College? Now THAT seemed somewhat under control. A Herculean task, to be sure, but a manageable one, as long as you do not mistake your own completely unbiased and adoring view of your child for the more jaundiced one that might be taken by admissions committees. A couple of reaches, sure -- but on the whole you and your child try to figure out what her realistic options might be and arrange things so that when the letters come, there are more acceptances than rejections and at least some of them offer something enticingly green. She makes her choice, she refrains from the kind of idiotic behavior that could get her expelled from high school in May, and she goes off to college.
So who thought about a hurricane?
Nope, not me. I just laughed at the "Personal Hurricane Emergency Preparedness" information that came along with the phone cards and post office box numbers and refrigerator orders.
Why would a woman who had to single-handedly evacuate three children under four from the house late one night when the church next door burst into flames EVER laugh at the possibility of disaster?
What can I plead? Undying optimism?
Well. My daughter and her father are back in NOLA this afternoon. Both of them, of course, have their phones turned off, so if something worse than Katrina has happened I don't know about it yet. I assume they're exploring and I hope they're safe. Tomorrow she'll get a look at her new dorm room and will learn whether her clothes and bedding survived the past four months, and then she will, once again, begin her career at Tulane.
She has certainly grieved the loss of Willamette, her first semester host school, and her wonderful group of friends there. But last night she was online purusing the array of volunteer and rebuilding opportunties available in New Orleans and wondering how she was ever going to choose what to do. I think she'll probably be all right.
PS: I'm flying down tomorrow and I'm staying till Sunday. "You're not planning to hang out with me all the time?" asked the lovely daughter. Are you kidding? My cameras are primed and I have hundreds of photographs to take. I plan to see as much of NOLA and southeastern Louisiana as I can. More next week!
PPS: They called! And here's the first report: No, it's not the NOLA they visited a year ago. Trolley cars? Gone. Street lights? Nope. Traffic lights? Mostly down. My daughter says it probably would be depressing, but there are lots of people around. French Quarter: There, but very quiet. Hotel? Sheets covering the windows, room ceiling pulled down, no hallway wallpaper anywhere, endless evidence of blown-out windows and water damage. "Spartan, " says my husband. However, there are lots of parents and students wandering around. My daughter does not sound the least bit deflated.

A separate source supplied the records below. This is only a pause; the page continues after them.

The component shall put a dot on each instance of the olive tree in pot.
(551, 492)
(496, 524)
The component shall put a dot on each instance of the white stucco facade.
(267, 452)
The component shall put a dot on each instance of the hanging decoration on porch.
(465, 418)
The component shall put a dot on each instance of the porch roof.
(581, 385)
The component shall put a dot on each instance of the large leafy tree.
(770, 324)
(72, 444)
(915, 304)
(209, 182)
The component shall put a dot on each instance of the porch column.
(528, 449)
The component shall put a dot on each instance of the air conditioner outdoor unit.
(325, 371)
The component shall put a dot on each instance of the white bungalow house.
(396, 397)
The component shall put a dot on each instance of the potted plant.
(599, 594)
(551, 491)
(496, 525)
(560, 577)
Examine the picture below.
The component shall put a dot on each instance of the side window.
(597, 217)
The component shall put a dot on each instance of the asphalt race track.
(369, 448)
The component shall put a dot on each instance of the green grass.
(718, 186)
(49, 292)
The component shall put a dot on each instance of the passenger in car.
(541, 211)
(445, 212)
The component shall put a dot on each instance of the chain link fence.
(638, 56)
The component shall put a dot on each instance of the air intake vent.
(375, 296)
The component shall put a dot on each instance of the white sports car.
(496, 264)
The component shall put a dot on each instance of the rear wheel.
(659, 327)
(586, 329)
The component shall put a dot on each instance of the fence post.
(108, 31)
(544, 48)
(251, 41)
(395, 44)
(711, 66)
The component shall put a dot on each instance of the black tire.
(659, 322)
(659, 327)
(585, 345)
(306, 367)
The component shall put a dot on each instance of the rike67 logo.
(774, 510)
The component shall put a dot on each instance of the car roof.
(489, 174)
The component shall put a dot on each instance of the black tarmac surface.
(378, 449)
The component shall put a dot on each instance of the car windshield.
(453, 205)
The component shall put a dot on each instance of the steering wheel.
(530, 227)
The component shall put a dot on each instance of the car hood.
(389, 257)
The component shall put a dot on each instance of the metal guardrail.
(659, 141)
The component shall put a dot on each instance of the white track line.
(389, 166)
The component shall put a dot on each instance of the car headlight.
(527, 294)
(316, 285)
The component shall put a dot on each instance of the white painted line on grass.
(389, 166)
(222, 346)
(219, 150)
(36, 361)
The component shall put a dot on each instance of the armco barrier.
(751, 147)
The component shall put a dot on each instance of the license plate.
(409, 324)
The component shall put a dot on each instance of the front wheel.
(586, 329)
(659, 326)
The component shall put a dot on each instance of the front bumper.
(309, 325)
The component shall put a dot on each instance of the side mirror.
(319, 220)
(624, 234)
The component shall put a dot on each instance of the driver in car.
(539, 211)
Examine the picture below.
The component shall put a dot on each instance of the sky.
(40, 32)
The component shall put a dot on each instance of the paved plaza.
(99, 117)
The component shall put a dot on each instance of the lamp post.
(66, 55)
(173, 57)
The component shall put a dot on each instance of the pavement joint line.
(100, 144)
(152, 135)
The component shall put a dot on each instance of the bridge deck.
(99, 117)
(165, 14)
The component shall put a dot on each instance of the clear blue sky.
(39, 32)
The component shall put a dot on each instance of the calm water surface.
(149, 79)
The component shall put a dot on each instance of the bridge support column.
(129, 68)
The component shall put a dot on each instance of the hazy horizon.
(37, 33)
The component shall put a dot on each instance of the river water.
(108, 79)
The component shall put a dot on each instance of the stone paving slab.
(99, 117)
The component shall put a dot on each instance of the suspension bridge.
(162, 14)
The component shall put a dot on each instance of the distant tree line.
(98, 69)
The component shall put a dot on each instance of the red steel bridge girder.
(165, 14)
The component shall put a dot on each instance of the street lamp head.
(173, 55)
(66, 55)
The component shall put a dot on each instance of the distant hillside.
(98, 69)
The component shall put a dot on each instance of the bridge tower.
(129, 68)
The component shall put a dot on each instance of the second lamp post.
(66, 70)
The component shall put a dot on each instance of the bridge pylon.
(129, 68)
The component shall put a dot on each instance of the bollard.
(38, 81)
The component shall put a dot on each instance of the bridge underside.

To my utter dismay, they also report that the President (of the United States) is coming to New Orleans tomorrow. Honestly. This administration's contribution to the recovery of a great American city equals less than zero. How dare he show his face just when the colleges -- among the few institutions that have made real headway, and almost completely on their own steam -- are re-opening? No one needs a presidential entourage impinging upon things tomorrow. Let the university communities have their day in the sun.